I won't say I will see you tomorrow
Curated by Aoife Tunney
Project Programme Co-Curator Eilis Lavelle
Mermaid Arts Center/Redcross Woods, Wicklow 14th September (2013)
This project considers the writings of Ludwig Wittgenstein within the context of contemporary art, and uses this as a starting point for a series of events and exhibitions. Wittgenstein’s ideas and texts around society and the limits of language, our perception of objects, how we imagine objects in an art context, belief and mysticism and his revered work as an architect, form the basis of this project.
The gallery spaces and design for this exhibition are influenced by Wittgenstein’s architecture and will draw from his connections with Ireland, Norway and Austria. This is the first time that this important cultural figure has been connected in an art context, to Ireland.
Irish artists Karl Burke, Clodagh Emoe, Joe Noonan Ganley, James O’hAodha, Linda Quinlan and Mark Swords, will show work alongside Austrian architect Markus Bogensberger and the Austrian artist Bernhard Fuchs.
This project will be hosted inside and outside of a structure which will be built within Mermaid Arts Centre. This pavilion will be designed by Austrian architect Markus Bogensburger, and its parameters come from ideas around the types of modest living circumstances Ludwig Wittgenstein chose throughout his life. Wittgenstein resided in a hut in Skjolden in Norway, for months at a time, when he studied and became Professor of Philosophy at Cambridge, he lived in small digs in the college adorned with simple furnishings. In Ireland he worked and resided in a small bedroom in Kilpatrick House and in a sparse cottage in Connemara. In contrast in size but not perhaps in its minimalist style is his architectural legacy, Haus Wittgenstein, the building he designed with architect Paul Engelmann in Vienna.

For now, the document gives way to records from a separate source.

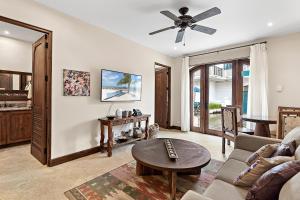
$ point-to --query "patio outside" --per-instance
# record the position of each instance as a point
(220, 93)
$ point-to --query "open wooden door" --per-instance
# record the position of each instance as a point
(162, 97)
(39, 69)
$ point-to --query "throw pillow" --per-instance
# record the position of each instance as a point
(265, 151)
(248, 177)
(292, 135)
(285, 149)
(268, 186)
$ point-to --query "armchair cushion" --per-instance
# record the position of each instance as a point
(230, 170)
(220, 190)
(268, 186)
(240, 154)
(248, 177)
(191, 195)
(252, 142)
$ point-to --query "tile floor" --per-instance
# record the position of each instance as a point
(23, 178)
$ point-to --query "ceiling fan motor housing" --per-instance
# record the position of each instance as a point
(185, 20)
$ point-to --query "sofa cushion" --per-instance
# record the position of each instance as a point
(240, 154)
(268, 186)
(297, 153)
(230, 170)
(191, 195)
(292, 135)
(220, 190)
(248, 177)
(290, 189)
(285, 149)
(265, 151)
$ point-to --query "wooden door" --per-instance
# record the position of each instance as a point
(3, 127)
(20, 126)
(39, 111)
(162, 97)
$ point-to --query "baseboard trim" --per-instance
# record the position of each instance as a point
(73, 156)
(175, 127)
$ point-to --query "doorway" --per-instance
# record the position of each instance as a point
(162, 95)
(38, 89)
(213, 86)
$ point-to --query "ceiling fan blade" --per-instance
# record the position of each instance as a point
(179, 36)
(170, 15)
(161, 30)
(207, 14)
(203, 29)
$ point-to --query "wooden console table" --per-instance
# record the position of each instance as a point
(116, 122)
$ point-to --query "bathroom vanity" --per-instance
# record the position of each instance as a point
(15, 111)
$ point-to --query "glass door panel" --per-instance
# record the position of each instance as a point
(219, 93)
(195, 100)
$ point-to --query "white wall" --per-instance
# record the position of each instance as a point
(15, 55)
(284, 63)
(176, 92)
(79, 46)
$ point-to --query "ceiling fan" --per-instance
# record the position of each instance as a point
(185, 21)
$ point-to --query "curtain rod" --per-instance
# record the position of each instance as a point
(217, 51)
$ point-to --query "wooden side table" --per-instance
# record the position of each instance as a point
(116, 122)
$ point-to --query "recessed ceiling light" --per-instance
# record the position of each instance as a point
(270, 24)
(6, 32)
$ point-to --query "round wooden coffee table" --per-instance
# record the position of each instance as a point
(152, 159)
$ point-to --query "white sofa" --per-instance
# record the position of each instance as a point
(222, 187)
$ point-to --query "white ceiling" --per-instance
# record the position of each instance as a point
(19, 33)
(240, 21)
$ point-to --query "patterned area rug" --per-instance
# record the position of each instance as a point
(123, 184)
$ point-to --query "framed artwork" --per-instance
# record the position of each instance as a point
(119, 86)
(76, 83)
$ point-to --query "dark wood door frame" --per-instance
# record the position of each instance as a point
(202, 99)
(48, 76)
(237, 88)
(169, 92)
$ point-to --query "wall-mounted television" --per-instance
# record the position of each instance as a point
(120, 86)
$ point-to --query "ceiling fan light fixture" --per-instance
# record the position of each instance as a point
(6, 32)
(270, 24)
(184, 21)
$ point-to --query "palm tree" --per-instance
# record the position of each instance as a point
(125, 80)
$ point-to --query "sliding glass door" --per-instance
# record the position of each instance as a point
(213, 86)
(197, 99)
(220, 93)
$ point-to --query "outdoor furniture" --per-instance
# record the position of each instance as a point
(152, 159)
(288, 118)
(239, 117)
(262, 124)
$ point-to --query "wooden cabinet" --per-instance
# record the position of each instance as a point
(3, 128)
(15, 126)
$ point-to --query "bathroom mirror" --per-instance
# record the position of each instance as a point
(14, 80)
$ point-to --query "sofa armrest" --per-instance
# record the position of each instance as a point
(252, 142)
(191, 195)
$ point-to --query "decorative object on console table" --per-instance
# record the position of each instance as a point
(119, 113)
(153, 131)
(117, 122)
(76, 83)
(137, 112)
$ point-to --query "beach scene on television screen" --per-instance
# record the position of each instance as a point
(118, 86)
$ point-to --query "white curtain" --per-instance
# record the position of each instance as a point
(258, 81)
(185, 95)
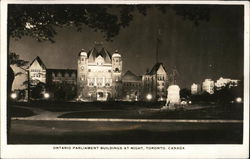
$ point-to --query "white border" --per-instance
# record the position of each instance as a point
(191, 151)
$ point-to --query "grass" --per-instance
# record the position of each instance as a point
(20, 112)
(234, 112)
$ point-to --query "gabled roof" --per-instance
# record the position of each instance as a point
(62, 71)
(130, 76)
(39, 61)
(156, 68)
(99, 50)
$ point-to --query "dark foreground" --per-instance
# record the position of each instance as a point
(98, 132)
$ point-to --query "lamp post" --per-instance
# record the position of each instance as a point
(28, 80)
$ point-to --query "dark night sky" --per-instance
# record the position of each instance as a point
(211, 49)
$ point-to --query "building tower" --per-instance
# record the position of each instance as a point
(82, 71)
(117, 74)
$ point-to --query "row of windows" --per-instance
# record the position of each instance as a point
(73, 75)
(37, 75)
(132, 84)
(160, 78)
(99, 84)
(89, 70)
(36, 70)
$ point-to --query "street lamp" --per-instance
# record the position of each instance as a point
(238, 100)
(46, 95)
(13, 95)
(149, 97)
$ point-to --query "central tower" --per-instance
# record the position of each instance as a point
(99, 74)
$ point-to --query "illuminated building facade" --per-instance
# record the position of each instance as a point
(99, 75)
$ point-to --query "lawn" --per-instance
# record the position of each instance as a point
(20, 112)
(216, 112)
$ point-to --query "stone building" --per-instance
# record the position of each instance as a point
(99, 75)
(155, 82)
(208, 86)
(222, 82)
(131, 87)
(61, 83)
(37, 71)
(195, 88)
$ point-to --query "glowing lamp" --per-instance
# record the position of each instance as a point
(238, 100)
(13, 95)
(149, 97)
(46, 95)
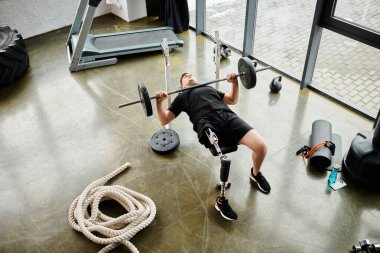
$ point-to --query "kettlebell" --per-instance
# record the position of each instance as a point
(275, 86)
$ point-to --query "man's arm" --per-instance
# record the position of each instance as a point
(232, 97)
(165, 116)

Austrian architect, Markus Bogensberger is invited to respond to the way in which Wittgenstein worked and lived and his architectural legacy. To add to the wealth of research on this project he will consult with the renowned Viennese architect Hermann Czech, an admirer of Wittgenstein.
Artworks, performances, events, talks and music will be presented in Redcross one of the sites of Wittgenstein’s adopted home in Ireland.